ID some of these attachments please

That's a Brinly CC 500 cultivator, the center shoe can be removed so you could straddle a row and cultivate on either side of it. They also had a wide "duck foot" shoe for that model. I have two like that one and one CC600 with spring tooth harrow tines.
Jake, I tried this Brinley CC 500 out and it failed miserably with my CAT-1 drawbar and a chain off of the top-link. I don't have a 3PT CAT-1 adapter for it like the picture above I had shared.

Oddly, the failure of use was item-9 & item-10 on 3 of the Plow Chisels, they fell right out immediately on use.

I have a box blade with ripper claws 3X the thickness of the Brinley plow chisels. It's just those are spaced 2 feet apart from each other to even be effective.

I may have to ditch the DishTV hiller project and make it into a muti-ground ripper like the Brinley, but more robust for a compact tractor of 31Hp.

So, The Brinely may have to go on the CraigsList ads soon. The two plows went really fast for $200 and $300. They are $459 at the Home Depot, but when I called 3 stores, they didn't have any in stock and it could take a year to have them in inventory. The two buyers drove over 100 miles one way just to get them. Is there a strong following for this brand of Brinley?
 
That video is the reason I bought mine years ago.

Noel
And someone putting it to much more uses in this thread.

I didn't know this was a 1963 product! Now I feel very old.

Doing a web search it came in white, green and red.

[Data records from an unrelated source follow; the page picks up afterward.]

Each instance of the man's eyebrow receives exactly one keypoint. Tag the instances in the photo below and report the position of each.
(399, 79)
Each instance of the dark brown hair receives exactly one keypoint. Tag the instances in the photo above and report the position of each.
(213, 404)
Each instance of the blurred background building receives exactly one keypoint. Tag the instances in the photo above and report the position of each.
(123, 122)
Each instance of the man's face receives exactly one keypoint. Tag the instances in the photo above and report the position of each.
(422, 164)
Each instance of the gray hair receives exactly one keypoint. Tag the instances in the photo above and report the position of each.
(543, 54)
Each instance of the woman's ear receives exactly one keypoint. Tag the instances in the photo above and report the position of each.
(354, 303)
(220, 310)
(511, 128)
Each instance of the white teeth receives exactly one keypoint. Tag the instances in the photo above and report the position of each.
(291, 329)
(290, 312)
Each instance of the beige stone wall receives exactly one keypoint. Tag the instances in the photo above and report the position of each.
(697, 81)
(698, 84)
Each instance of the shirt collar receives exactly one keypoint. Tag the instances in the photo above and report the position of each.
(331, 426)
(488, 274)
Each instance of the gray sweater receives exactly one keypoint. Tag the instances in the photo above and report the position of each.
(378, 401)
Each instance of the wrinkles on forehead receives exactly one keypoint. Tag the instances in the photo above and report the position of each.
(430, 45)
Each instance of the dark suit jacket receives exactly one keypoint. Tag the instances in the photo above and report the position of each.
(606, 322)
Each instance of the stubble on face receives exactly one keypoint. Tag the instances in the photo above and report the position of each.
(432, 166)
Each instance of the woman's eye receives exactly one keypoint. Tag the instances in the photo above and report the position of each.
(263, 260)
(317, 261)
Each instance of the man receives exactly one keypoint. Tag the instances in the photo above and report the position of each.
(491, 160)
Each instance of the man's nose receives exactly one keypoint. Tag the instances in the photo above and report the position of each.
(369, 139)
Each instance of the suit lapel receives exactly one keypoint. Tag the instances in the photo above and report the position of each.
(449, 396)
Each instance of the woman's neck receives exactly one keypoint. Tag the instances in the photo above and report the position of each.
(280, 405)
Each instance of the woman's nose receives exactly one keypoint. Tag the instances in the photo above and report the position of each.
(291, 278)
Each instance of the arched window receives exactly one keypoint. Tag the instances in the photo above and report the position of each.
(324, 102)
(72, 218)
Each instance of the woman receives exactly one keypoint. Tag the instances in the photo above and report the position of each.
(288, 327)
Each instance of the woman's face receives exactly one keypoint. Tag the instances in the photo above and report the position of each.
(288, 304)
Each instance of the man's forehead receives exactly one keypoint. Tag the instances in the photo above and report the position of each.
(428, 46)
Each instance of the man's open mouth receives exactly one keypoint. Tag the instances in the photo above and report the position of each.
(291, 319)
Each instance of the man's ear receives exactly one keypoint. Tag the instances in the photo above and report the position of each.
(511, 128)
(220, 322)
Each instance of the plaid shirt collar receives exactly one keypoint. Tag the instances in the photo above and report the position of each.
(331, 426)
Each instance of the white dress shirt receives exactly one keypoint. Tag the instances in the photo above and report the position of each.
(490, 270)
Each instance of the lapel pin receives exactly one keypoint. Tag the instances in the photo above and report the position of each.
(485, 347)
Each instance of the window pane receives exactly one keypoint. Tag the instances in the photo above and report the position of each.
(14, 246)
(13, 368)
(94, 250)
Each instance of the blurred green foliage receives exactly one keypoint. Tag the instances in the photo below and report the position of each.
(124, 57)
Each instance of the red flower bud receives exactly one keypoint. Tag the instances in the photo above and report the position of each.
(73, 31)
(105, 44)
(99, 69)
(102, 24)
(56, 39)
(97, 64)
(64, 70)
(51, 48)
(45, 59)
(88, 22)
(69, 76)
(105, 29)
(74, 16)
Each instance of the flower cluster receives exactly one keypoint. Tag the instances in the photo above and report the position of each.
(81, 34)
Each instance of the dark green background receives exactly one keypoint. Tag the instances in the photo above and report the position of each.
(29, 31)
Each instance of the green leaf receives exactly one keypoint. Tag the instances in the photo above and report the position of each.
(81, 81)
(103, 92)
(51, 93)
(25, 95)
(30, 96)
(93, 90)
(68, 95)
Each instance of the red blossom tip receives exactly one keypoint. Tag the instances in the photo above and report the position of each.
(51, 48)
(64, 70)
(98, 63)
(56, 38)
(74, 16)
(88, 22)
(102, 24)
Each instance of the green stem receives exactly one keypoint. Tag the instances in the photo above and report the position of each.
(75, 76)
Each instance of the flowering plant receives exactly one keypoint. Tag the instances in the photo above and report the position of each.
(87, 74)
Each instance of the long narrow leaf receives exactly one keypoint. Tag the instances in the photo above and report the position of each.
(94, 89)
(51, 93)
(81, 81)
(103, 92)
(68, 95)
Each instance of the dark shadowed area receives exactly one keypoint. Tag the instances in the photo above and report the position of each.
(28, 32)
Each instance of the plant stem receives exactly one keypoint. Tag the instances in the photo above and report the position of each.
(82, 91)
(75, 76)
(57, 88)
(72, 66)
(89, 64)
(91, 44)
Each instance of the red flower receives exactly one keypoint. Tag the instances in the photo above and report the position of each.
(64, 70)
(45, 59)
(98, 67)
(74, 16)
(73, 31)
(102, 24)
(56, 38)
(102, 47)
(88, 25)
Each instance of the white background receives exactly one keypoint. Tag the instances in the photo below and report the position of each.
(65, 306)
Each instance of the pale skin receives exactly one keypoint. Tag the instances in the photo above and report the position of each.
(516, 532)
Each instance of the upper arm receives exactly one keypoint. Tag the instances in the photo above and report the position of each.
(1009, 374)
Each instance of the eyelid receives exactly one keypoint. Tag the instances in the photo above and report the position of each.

Most of the white are now brown due to rust.

Its remarkable how many people over the years lost those clips and pins. You can't get those anymore. I wonder if there is a better way to hold those clips on so as not to loose any of the hardware parts. :rolleyes:


From the link,
1692495809115.png
 
. I wonder if there is a better way to hold those clips on so as not to loose any of the hardware parts. :rolleyes:


From the link,
View attachment 72462
You have to drive those wedge shaped pins in TIGHT to have them hold. Aftger you have them tight, hit them again. Learned that the hard way. Local welding/Fabrication shop made me sever extra pins and the anchor bars.
 
As Chieffan said, you have to drive those keeper pins in, for ad hoc replacements I've used T shaped pins used in metal concrete forms. They are thinner than the Brinly pins, but they are thin enough to use two side by side in the standard keepers. These were made for garden tractors from about the sixties to early eighties, and mainly to cultivate gardens.
 
As Chieffan said, you have to drive those keeper pins in, for ad hoc replacements I've used T shaped pins used in metal concrete forms. They are thinner than the Brinly pins, but they are thin enough to use two side by side in the standard keepers. These were made for garden tractors from about the sixties to early eighties, and mainly to cultivate gardens.
I've pounded those pins in and was afraid to cut into the white paint.